> restart;

We begin by showing that the trajectory of an object in free-fall, i.e. subjected only to
the force of gravity, takes on a parabolic trajectory. Since we can use the equations of
motion to describe the x and y motions independently, we can just ask Maple to give us
the equation that relates y to x by solving one equation for the time, then using that expression
to eliminate time from the other expression.

> subs(t = (x-x0)/v0x, y=y0 + v0y*t-1/2*g*t^2);

> plot(subs({x0=0, y0=10, v0x=5, v0y=0, g=9.8}, rhs(%)), x=0..10);

We see that the expression for y is quadratic in x, i.e. we have shown that the function
y(x) is a 2nd order polynomial in x, hence it describes a parabola. Note that in free-fall
problems x will always be a linearly dependent on time. The gravitational force ensures
that y will always be quadratically dependent on time, hence, if gravity is the ONLY force
acting, then y will always be quadratically dependent on time and on horizontal position,
so ALL free-fall trajectories lead to parabolic paths.
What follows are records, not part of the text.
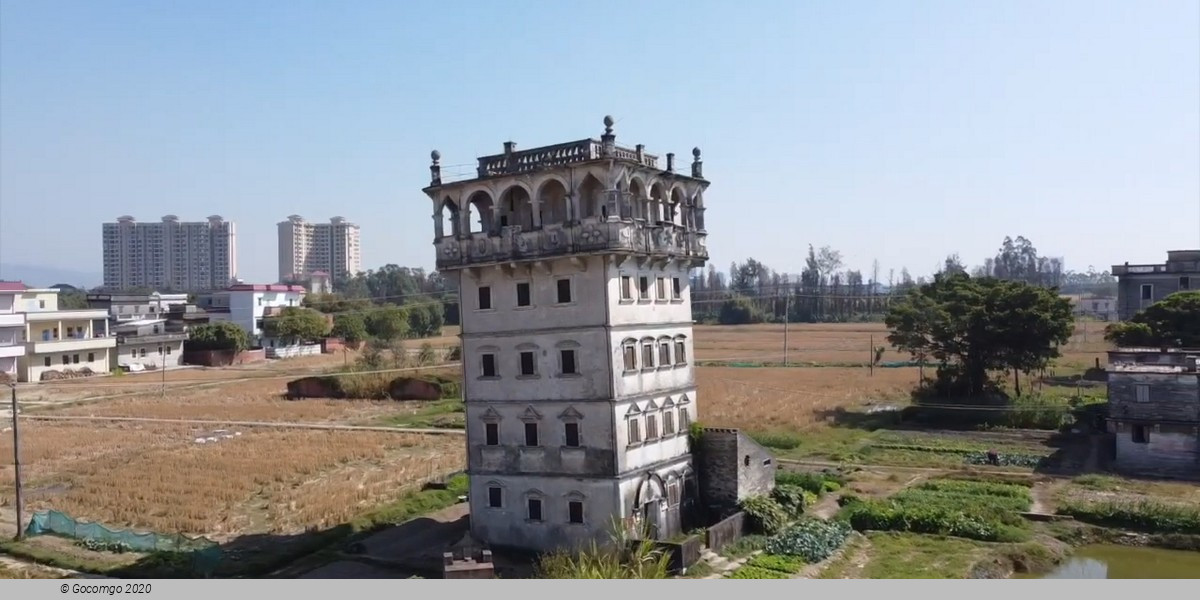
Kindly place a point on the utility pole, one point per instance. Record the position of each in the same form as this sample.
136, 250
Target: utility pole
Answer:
16, 462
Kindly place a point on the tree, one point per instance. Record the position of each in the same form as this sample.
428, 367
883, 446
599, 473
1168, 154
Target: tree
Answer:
388, 323
297, 324
217, 336
1171, 322
349, 327
976, 325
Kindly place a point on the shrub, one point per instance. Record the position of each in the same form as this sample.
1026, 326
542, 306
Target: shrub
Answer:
814, 540
765, 514
789, 564
756, 573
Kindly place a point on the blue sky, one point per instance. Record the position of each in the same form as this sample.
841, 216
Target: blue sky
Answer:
889, 130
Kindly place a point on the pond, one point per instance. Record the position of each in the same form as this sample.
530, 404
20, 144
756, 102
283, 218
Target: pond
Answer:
1107, 562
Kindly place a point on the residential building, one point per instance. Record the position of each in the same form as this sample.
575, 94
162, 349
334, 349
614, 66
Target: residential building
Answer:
171, 255
571, 264
12, 329
61, 341
125, 307
329, 247
148, 342
247, 305
1143, 285
1155, 411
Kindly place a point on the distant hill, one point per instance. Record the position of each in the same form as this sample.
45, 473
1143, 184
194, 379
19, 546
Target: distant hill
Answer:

Solution to the BaseBall Problem

First, we need to write down the equations for the motion along x and along y. We have
x = x0 + v0*cos(theta)*t and y = y0 + v0*sin(theta)*t - 1/2*g*t^2. Solving the x equation
for t and plugging this into the expression for y yields

> restart;

> y := subs(t = (x - x0)/(v0*cos(theta)), y0 + v0*sin(theta)*t - 1/2*g*t^2);

> plot(subs({theta=63*Pi/180, x0=0, y0=1, v0=40, g=9.8}, y), x=0..120);

> solve({y=3}, {v0});

> evalf(subs({theta=63*Pi/180, x0=0, y0=1, g=9.8, x=100}, %[1]));

Let's solve the skeet shot problem.

Begin with the equations for motion. Since the bullet starts out 1 second after
the clay target, let's set the time for clay target as t+1 where t represents time
since the bullet was fired.

First the, bullet x position as a function of time

> x1 := x01 + v01*cos(theta)*t;

Now the clay target's x position

> x2 := x02 + v02*cos(phi)*(t+1);

The bullet's y position

> y1 := y01 + v01*sin(theta)*t - 1/2*g*t^2;

Finally, the clay target's y position

> y2 := y02 + v02*sin(phi)*(t+1) - 1/2*g*(t+1)^2;

Plug in the values that are known

> x01:= 0: x02:= 10: y01:= 2: y02:= 0: v01:= 400: v02:= 60: phi:= Pi/4: g:= 9.8:

Let Maple and the computer do all the hard labor

> solve({x1=x2, y1=y2}, {t,theta});

We have to interpret the results: only the positive value for theta makes physical sense (Why?),
so the bullet hits the target 0.18 seconds after it leaves the gun if the shooter aims very high, 0.60 radians
is about 34.6 degrees. Plot the solution to take a look.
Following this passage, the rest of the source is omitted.